How could I be so stupid? Why didn't I read the instructions? What was I thinking? Why wasn't I thinking? All those great songs and audio lectures. The awesome pictures that had been stored only on my iPod, never transferred onto Snapfish, Flickr, Facebook -- nowhere! Arrrrg!!

It took me a while to get over this. My dear sister sent me a condolence card gently reminding me that everything is ultimately “meant to be.” She encouraged me to enjoy the present moment because "that too will not come back." I realized that she was right. Years ago, they didn't even imagine an mp3. Gotta count my blessings and move on.

Spiritual Cyberspace

Since I didn’t have any music to listen to, I had a lot of time to reflect in my iPod catastrophe. And I arrived at such an inspiring insight that I can honestly say the whole episode was 100 percent worth it. I wouldn't mind losing hundreds of iPods if it meant truly internalizing this clear and meaningful insight of what it means to start anew, to have a clean slate.

First the background: Judaism has a concept called Teshuva. When we make a mistake, we have two choices: We can either justify it -- “I was tired,” “He had it coming to him,” “It’s my parents’ fault,” etc. Or we can regret it -- truly regret it, to the point where I genuinely wish I had never done it. Even more, to transform my thinking to the point where if I’m ever in such a situation again, I will make the right choice. That is Teshuva -- a “return” to what our soul really wants to do.

Now here’s the amazing thing: If I achieve this turnaround, the historical record -- the video of my life -- gets re-edited, totally deleting the mistake. It's as if it never happened.

So I as sat there staring at my blank iPod, I wondered: How does Teshuva really work? If you did something wrong, how can it be truly deleted?

And then I realized: When we push that button, the button of sincere Teshuva, when we transfer our true feelings of regret, it changes everything. It utterly deletes the old files. Gone.

Teshuva not only erases the mistakes, it actually turns them into something positive.

Everything in the physical realm is a reflection of the spiritual realm. If history can be permanently, irretrievably deleted forevermore from an mp3, then through the power of Teshuva, the Almighty can surely delete our misdeeds from the spiritual software to the point where scrolling through the playlist entitled "Mistakes" is totally blank.

But it goes beyond this.
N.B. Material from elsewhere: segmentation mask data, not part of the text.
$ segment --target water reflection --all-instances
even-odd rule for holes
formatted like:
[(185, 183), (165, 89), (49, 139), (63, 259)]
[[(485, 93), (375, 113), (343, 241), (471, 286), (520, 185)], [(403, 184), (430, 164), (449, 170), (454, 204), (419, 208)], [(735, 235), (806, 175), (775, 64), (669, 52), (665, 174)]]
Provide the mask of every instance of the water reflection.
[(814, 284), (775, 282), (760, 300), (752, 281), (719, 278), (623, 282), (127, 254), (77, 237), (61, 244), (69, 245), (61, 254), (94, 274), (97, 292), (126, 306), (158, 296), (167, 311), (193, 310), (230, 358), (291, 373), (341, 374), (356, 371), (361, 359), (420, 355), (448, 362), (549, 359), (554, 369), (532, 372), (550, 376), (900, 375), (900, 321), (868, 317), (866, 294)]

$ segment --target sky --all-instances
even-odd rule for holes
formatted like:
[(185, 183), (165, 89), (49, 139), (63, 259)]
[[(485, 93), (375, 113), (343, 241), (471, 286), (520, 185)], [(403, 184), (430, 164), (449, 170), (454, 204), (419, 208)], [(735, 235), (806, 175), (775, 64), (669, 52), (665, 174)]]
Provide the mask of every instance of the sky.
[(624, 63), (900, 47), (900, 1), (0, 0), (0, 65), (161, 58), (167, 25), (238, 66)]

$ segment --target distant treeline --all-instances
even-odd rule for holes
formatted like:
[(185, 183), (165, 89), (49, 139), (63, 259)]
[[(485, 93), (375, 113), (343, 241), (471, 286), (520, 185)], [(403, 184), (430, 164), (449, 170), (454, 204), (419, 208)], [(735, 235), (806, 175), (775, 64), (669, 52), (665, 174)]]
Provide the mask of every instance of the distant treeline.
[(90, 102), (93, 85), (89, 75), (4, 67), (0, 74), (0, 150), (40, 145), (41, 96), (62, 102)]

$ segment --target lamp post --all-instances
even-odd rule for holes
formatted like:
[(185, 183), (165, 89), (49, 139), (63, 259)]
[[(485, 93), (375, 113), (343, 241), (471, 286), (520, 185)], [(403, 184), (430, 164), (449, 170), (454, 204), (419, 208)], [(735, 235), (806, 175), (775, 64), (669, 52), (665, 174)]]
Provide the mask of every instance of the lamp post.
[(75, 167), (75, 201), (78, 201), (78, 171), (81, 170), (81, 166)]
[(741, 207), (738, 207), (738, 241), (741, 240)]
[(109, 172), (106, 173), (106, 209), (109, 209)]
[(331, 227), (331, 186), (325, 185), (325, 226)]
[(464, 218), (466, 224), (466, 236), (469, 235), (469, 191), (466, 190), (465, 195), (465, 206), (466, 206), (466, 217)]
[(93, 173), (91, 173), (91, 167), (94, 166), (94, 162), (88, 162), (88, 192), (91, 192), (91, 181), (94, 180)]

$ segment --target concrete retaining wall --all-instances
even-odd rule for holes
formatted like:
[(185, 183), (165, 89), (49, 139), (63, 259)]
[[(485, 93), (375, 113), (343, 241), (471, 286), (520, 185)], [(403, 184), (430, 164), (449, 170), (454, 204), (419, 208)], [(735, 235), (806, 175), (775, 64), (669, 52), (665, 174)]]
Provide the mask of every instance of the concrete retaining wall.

Teshuva not only erases the mistakes, it actually turns them into positive acts (mitzvot). How does this amazing transformation work? When our mistake becomes the inspiration -- the catalyst -- for self-reflection and positive growth, that original mistake now occupies a positive place in our life. In that way, the “mistake” becomes a “mitzvah.”

Imagine your iPod going from 30 songs to 400 or more (millions? billions?). Imagine all the songs, audio books and awesome photos you ever dreamed of, all arranged in amazing playlists. Teshuva really works. It can delete, replace and cleanse all our mistakes, sending them into the dust bin of Spiritual Cyberspace.